Birçok felsefe yaptığını iddia eden insanın kitapları geçmişti elimden. Aslına bakarsanız, pek hoş karşılanmayacağımı bile bile yapmıştım bunu. İçerisinde bulunduğum çember.. Yahut vefalı bir tanımla ailem. Esnekliğe ancak bedende bulunduğu müddet izin veriliyordu. Bunu biraz ironik buluyordum. Benden beklenen şey, sarsılmaz bir irade ile ayakta durmamdı. Sarsılamayacağım gibi, kafamı ana hedefimden başka bir yöne çevirmemi mümkün kılmayan bir fikir bütünlüğü. Böyle bir iradenin varlığına inanmıyordum. Ne kendimde, ne de tüm bu öğretileri bize aşılayan büyükbabamda. Fakat atalarım... Onların bulunduğu şartları hayal etmeye çalışıyordum. Burada bulunduğum günlerde tüm uğraşım bu oluyor. Özellikle Uha. Büyük büyükbabam. Üstümüze geçirdiğimiz bu sözde iradeyi hayata geçirebilmiş belkide yegane kişi benim için. Onun hislerini zihnimde canlandırmak kendimi sınayabilmem için tek araç konumunda şu anda. Düşmanın elinde ne kadar sessiz kalabilirdim ? Ona benzetilen biri olarak, gerçekten sınandığım anlarda, o iradeyi koruyabilecek miydim ?

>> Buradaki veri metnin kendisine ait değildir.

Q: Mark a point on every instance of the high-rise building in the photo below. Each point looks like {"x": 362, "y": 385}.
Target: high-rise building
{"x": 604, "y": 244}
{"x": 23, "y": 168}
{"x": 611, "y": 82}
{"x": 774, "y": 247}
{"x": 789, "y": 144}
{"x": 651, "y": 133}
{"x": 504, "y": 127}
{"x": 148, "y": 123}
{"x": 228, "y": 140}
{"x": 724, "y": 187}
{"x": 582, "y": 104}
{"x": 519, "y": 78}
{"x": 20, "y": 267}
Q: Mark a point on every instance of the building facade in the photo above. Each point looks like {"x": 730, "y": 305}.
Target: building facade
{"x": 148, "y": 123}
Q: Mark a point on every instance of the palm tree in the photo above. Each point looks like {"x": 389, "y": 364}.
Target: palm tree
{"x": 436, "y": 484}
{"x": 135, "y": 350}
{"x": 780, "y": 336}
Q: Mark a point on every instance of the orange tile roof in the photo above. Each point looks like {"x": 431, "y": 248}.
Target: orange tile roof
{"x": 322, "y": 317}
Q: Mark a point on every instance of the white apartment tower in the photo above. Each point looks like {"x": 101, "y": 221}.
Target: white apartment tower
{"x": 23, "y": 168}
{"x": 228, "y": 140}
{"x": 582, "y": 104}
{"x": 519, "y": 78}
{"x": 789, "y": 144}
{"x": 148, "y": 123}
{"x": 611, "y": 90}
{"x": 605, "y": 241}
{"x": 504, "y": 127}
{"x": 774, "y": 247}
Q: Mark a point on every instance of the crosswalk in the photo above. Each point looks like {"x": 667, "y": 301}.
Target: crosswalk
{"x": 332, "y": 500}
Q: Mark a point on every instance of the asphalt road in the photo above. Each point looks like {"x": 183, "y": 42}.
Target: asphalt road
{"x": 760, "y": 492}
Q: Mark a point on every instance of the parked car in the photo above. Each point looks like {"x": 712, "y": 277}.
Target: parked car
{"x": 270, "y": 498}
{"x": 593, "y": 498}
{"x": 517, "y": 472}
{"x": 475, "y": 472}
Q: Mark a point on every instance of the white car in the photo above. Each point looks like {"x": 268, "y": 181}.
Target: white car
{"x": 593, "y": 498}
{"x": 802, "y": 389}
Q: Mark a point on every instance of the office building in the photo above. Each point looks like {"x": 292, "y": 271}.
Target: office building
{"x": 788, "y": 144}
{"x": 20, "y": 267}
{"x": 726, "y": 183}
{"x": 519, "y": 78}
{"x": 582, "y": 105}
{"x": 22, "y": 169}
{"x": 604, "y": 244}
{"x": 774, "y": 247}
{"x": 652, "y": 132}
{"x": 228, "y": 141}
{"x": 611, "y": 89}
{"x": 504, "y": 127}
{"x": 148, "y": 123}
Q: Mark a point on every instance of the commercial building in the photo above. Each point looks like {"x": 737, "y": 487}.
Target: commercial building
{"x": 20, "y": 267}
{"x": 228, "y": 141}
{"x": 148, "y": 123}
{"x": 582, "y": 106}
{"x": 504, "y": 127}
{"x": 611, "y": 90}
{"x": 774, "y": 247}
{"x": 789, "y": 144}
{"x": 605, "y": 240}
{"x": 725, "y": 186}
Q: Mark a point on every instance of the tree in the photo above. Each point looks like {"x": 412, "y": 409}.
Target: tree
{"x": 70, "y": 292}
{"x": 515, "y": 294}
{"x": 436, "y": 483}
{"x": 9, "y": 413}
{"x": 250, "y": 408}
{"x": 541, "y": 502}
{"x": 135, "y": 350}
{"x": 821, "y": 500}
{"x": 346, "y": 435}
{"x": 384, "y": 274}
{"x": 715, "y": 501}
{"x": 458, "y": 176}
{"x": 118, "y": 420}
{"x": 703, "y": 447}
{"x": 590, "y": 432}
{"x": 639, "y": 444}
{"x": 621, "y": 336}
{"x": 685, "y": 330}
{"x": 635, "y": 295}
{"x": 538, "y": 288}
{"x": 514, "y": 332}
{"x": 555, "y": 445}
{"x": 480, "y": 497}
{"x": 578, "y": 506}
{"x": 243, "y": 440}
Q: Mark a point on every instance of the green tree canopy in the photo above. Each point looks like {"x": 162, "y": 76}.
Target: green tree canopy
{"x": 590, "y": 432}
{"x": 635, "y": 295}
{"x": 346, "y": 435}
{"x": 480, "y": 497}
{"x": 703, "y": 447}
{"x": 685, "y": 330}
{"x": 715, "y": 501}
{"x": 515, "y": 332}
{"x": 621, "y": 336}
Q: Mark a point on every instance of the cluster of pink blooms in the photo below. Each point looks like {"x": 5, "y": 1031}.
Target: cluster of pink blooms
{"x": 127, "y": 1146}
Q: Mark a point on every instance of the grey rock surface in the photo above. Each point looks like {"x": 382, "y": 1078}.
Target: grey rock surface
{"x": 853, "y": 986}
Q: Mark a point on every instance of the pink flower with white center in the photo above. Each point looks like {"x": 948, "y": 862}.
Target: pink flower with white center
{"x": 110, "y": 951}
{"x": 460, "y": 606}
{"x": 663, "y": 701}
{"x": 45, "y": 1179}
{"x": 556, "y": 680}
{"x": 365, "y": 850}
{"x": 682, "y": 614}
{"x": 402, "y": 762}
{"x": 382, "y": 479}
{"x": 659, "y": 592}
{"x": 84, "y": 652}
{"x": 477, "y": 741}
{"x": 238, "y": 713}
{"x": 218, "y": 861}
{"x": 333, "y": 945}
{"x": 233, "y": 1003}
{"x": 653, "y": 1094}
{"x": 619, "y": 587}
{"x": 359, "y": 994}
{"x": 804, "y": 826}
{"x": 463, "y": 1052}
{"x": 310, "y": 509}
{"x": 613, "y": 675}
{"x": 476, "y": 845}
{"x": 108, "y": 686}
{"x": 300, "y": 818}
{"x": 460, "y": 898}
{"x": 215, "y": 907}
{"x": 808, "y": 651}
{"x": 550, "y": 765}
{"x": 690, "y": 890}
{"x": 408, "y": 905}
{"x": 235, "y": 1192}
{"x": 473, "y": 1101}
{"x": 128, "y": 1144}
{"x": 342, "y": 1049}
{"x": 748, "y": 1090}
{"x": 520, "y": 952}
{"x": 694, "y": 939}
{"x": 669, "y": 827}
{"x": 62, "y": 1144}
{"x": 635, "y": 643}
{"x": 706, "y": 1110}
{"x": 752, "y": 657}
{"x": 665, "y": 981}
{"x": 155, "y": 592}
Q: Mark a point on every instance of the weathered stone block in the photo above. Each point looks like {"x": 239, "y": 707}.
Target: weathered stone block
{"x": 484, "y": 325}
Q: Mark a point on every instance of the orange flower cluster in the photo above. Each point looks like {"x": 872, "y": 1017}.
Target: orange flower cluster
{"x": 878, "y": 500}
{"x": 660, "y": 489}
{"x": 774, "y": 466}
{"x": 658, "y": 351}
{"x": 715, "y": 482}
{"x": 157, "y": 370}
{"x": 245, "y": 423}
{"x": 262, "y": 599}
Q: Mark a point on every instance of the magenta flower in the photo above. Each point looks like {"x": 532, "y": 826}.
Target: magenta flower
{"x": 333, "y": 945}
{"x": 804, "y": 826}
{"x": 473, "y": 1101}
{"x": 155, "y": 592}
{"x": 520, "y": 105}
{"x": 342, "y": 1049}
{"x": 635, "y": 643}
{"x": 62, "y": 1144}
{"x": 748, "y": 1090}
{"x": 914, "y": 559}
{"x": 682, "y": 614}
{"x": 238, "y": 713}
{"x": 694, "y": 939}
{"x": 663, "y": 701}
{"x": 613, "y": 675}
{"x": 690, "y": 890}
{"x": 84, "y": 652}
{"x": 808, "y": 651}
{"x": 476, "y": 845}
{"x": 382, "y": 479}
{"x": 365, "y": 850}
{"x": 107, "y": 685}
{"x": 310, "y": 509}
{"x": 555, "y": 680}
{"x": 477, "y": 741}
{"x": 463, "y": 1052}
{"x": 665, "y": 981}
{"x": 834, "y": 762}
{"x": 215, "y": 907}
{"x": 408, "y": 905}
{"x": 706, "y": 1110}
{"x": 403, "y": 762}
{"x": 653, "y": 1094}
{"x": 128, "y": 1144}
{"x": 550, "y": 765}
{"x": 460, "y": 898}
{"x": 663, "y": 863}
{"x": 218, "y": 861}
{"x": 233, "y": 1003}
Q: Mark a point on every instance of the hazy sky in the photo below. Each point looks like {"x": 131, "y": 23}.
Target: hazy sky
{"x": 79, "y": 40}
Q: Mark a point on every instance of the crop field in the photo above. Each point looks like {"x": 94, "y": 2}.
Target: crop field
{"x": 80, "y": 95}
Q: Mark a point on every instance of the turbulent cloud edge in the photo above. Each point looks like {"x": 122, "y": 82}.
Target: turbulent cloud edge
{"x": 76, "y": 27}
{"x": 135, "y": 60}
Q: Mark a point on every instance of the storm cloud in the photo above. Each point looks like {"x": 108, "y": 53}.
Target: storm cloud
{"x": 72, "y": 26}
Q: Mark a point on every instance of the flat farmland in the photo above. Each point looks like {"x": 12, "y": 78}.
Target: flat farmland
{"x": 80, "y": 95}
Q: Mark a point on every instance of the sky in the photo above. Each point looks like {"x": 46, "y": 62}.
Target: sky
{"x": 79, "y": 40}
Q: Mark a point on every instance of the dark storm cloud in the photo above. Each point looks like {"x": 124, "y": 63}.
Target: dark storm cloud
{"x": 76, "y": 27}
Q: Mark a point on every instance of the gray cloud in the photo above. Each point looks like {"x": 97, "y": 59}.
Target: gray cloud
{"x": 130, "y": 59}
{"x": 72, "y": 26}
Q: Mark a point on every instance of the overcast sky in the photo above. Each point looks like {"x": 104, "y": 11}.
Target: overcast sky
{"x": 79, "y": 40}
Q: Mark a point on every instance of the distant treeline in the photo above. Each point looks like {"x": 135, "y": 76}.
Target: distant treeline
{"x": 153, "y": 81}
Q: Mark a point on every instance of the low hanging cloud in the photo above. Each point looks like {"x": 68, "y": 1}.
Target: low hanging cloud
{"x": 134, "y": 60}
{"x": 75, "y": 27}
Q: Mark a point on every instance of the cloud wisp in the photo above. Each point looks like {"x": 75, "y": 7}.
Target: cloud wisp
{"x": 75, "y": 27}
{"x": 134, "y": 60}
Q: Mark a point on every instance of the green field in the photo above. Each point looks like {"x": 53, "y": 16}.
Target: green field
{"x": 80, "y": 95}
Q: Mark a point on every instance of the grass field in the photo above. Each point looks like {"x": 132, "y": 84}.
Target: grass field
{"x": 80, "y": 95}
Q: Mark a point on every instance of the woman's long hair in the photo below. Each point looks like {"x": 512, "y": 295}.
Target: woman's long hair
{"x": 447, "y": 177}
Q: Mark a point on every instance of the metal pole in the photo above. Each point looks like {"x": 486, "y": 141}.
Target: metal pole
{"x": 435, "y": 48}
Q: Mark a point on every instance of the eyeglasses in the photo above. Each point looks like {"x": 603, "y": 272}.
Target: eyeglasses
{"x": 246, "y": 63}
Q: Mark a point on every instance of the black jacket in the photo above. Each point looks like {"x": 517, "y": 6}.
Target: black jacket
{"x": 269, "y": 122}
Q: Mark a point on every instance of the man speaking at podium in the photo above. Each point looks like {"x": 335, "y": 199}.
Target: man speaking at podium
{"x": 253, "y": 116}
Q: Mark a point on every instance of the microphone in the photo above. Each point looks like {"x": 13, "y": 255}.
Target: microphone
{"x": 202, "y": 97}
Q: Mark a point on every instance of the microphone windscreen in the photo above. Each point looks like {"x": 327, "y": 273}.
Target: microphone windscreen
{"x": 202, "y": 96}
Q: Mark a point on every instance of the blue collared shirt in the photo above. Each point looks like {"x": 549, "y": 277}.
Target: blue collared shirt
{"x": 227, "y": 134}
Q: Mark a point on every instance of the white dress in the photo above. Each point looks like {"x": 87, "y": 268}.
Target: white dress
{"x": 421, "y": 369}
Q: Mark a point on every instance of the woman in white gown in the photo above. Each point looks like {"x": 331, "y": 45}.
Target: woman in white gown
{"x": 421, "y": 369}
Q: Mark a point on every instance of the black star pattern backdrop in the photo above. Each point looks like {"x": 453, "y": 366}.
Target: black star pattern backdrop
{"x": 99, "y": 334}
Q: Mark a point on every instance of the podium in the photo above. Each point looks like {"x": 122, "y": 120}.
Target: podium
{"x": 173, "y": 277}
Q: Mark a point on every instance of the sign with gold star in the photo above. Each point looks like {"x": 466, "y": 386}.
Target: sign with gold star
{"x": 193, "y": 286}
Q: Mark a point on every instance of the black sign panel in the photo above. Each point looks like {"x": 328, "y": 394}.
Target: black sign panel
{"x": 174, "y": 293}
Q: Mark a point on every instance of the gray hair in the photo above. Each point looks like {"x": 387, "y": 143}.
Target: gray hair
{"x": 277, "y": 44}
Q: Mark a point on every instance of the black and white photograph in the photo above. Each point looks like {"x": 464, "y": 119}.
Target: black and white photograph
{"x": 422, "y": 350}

Soru taşıyan bu hislerin beni çıkardığı kapı daha büyük bir ikilem yaratıyordu. Bu iradeyi gerçekten isteyip istemediğim. Her adımını emirlere ve kurallara uygun bir adam için sakıncalı hislerdi bunlar. Fakat gerekli yerlerde kuralların esnetilemiyor oluşu bazı çıkmazlar oluşturuyordu. Aslında bakıldığında gayet esnetilebilirdi bunlar. Kafamı karıştıran şey öyle anlarda ikinci bir ihtimali düşünemiyor oluşum. Devriyeler A noktasından B noktasına atılan voltalardı, emirler hayata geçirilmesi şart olan sözcüklerdi. Kurallarsa istisnası olmayan bir yaşam şekli. Merhametin tüm bunları delememesi fazla acımasızdı. Aşkın, insanı duyguların tüm bu kurallar tarafından yasaklanması ise doğuştan gelen bir hata. Kuralları koyanlar bu insani değerlere sahip olsaydı çoğu şey farklı olurdu. En başta, elimdeki bıçakta kan lekesi olmazdı. Isao, hala yaşamla dolu olurdu. Bense düz bir robot olmaktan ziyade, birkaç fonksiyona daha sahip bir kukla olabilirdim.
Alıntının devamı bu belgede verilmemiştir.